Howard Marks is a billionaire American investor with a reputation for insightful analysis of markets and economies. He is the co-founder and co-chairman of Oaktree Capital Management, the largest investor in distressed securities worldwide. He wrote the well-received investment book, The Most Important Thing, Uncommon Sense for the Thoughtful Investor. For this newsletter I have collected some of his recent writings.
Investors tend to the extremes
“In the real world, things generally fluctuate between ‘pretty good’ and ‘not so hot.’ But in the world of investing, perception often swings from ‘flawless’ to ‘hopeless’. What I can say is that a month ago [February], most people thought the macro outlook was uniformly favourable, and they had trouble thinking of a possible negative catalyst with a serious likelihood of materializing. And now the unimaginable catalyst is here and terrifying.
(There are a few important lessons here.

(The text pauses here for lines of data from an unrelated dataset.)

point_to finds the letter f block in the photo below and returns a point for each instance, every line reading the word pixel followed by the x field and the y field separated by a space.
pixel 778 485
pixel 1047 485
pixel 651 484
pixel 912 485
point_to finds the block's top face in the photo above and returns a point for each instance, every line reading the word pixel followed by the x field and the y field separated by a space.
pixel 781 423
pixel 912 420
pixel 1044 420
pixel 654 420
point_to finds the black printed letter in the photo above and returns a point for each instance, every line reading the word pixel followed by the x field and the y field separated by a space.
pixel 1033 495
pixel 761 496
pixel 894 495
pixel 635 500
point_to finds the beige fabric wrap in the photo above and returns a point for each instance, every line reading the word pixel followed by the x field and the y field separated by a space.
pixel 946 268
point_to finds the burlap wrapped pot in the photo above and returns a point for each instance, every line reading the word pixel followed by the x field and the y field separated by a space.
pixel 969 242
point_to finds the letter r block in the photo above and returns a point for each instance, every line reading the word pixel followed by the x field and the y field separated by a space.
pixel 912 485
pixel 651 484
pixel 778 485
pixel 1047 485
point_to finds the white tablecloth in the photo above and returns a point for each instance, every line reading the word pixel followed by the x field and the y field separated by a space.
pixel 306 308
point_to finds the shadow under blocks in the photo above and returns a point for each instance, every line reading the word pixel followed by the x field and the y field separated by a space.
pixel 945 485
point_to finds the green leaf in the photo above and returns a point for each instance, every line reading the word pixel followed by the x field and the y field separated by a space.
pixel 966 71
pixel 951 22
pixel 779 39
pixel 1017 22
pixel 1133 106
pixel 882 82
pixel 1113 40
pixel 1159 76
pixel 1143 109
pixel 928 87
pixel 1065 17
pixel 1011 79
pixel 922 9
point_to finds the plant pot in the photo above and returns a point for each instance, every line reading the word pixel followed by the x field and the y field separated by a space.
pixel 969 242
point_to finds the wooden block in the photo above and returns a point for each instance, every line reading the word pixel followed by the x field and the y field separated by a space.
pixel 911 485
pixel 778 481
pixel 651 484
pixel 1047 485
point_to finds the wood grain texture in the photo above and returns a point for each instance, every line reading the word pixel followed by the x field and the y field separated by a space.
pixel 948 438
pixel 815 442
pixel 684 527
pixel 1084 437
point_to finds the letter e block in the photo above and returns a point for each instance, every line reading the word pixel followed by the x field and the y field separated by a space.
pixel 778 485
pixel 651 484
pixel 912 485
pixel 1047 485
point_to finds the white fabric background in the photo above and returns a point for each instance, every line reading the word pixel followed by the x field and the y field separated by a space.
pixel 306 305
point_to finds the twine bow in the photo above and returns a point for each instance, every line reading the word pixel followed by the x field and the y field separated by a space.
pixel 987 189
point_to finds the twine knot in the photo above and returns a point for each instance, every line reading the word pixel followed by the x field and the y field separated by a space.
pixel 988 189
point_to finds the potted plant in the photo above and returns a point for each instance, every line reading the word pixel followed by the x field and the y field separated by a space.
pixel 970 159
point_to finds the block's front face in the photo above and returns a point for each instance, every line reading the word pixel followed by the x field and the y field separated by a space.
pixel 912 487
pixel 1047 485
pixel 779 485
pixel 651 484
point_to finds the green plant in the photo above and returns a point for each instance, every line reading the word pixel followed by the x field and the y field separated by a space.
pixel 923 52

First, the catalyst for a recession or correction isn’t always foreseeable. Second, it can seemingly appear out of thin air, as this virus seems to have done. And third, the negative effect of an unforeseeable catalyst is likely greater when it collides with a market that reflects so much optimism that it is 'priced for perfection'.)”
Bad news does not move share prices unless the bad news changes psychology
“Most investors seem to think in terms of a very simple relationship: bad news → price declines. And certainly we’ve seen some of that over the last week or so. But I’ve argued in the past that there’s more to the story. The real process is: bad news + decline in psychology → price declines.”
Price and value
“Intelligent investing has to be based – as always – on the relationship between price and value. In other words, not “will the collapse go further?” But rather ‘has the collapse to date caused securities to be priced right; or are they overpriced given the fundamentals; or have they become cheap?’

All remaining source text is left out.